Today’s fear of terrorism really doesn’t hold a candle to old-school Cold War nuclear fear. Even with this month’s worldwide travel warnings, few people seem seriously worried for their lives. There is something about a looming threat of global destruction that focuses the mind in ways that potential surprise attacks on specific locations do not. As Stephen Pinker likes to point out, you have a much better chance of falling to your death from a ladder than being blown up by a terrorist.
Fast forward thirty years to today on my living room sofa. Watching The Iron Giant with my five-year-old daughter, I was brought back to the 80s when, near the end of the movie, the trigger-happy agent ordered the launch of a nuclear missile from the USS Nautilus to destroy the preternaturally gentle but heavily armed giant. The giant (spoiler alert) ended up saving the day, Superman style, but a disturbing flavor embittered the semi-hopeful ending: the destruction of the world is in the hands of emotional, fallible, corrupt or corruptible human beings.

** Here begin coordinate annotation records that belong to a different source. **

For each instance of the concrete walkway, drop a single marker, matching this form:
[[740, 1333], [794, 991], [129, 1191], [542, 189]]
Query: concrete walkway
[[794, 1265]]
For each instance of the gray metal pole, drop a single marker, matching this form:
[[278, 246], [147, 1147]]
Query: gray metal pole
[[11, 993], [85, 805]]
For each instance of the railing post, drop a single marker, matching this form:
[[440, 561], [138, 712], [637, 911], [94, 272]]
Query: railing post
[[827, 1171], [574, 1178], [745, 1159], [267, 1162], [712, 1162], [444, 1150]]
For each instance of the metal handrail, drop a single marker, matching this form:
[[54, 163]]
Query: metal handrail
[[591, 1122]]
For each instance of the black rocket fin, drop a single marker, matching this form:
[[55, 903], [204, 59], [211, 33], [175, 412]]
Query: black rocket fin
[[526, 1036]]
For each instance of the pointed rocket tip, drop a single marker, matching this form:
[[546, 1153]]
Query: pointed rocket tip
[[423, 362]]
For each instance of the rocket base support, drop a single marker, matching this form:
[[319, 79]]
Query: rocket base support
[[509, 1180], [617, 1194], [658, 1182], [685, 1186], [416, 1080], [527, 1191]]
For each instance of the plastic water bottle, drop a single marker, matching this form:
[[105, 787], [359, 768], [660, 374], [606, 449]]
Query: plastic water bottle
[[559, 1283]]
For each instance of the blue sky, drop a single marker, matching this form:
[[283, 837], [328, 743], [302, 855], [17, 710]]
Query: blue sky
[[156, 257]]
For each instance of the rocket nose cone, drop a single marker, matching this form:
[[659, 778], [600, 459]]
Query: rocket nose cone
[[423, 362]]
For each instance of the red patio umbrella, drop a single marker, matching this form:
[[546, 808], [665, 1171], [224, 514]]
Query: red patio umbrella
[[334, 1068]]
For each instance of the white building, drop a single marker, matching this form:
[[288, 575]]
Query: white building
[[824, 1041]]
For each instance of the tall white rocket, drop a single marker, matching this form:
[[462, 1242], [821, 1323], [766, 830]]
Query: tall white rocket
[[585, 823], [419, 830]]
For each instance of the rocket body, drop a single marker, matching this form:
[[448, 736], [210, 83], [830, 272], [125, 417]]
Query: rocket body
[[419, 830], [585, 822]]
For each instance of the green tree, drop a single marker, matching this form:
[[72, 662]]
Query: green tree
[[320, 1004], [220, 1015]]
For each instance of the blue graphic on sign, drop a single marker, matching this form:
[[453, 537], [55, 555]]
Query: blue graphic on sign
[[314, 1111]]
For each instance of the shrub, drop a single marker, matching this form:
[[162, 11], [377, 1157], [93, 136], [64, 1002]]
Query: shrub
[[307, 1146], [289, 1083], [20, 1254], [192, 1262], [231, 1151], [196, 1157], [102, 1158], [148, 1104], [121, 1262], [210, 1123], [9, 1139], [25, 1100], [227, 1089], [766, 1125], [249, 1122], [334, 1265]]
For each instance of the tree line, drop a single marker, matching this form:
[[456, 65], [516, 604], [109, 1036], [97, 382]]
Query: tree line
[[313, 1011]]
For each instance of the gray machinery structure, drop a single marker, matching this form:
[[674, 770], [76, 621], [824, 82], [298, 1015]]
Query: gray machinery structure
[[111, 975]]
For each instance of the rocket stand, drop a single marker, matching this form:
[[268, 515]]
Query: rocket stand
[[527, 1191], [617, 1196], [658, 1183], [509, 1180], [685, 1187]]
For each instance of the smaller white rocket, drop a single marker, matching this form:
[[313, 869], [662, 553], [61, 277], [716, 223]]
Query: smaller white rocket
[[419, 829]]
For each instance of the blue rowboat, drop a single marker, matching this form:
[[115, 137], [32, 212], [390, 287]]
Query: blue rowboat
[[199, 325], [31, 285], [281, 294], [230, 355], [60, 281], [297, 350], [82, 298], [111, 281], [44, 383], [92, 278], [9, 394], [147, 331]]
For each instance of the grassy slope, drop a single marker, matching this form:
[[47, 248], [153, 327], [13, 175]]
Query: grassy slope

What about today? There are still thousands of nuclear-tipped missiles hanging around, decades after the Soviet Union was dissolved. It’s fair to say there are probably no more anti-Soviet warmongers with itchy trigger fingers. But now we have another problem: brutal incompetence.
In 2008, six missiles armed with nuclear warheads were mistakenly flown on a B-52 from an air force base in Minot, North Dakota to the Barksdale base in Shreveport, Louisiana. Yes, six nuclear-tipped missiles, any of which could have caused an atomic incident dwarfing the explosion at Hiroshima. The protocol, as you might imagine, involves detaching nuclear warheads from missiles before transporting them. The air force crew missed that detail.
Embarrassing, but just a fluke? Unfortunately, no. Five years after this disturbing incident, more bad news came last week:
An air force unit that operates one-third of the nation's land-based nuclear missiles has failed a safety and security inspection, marking the second major setback this year for a force charged with the military's most sensitive mission, the general in charge of the nuclear air force told the Associated Press on Tuesday.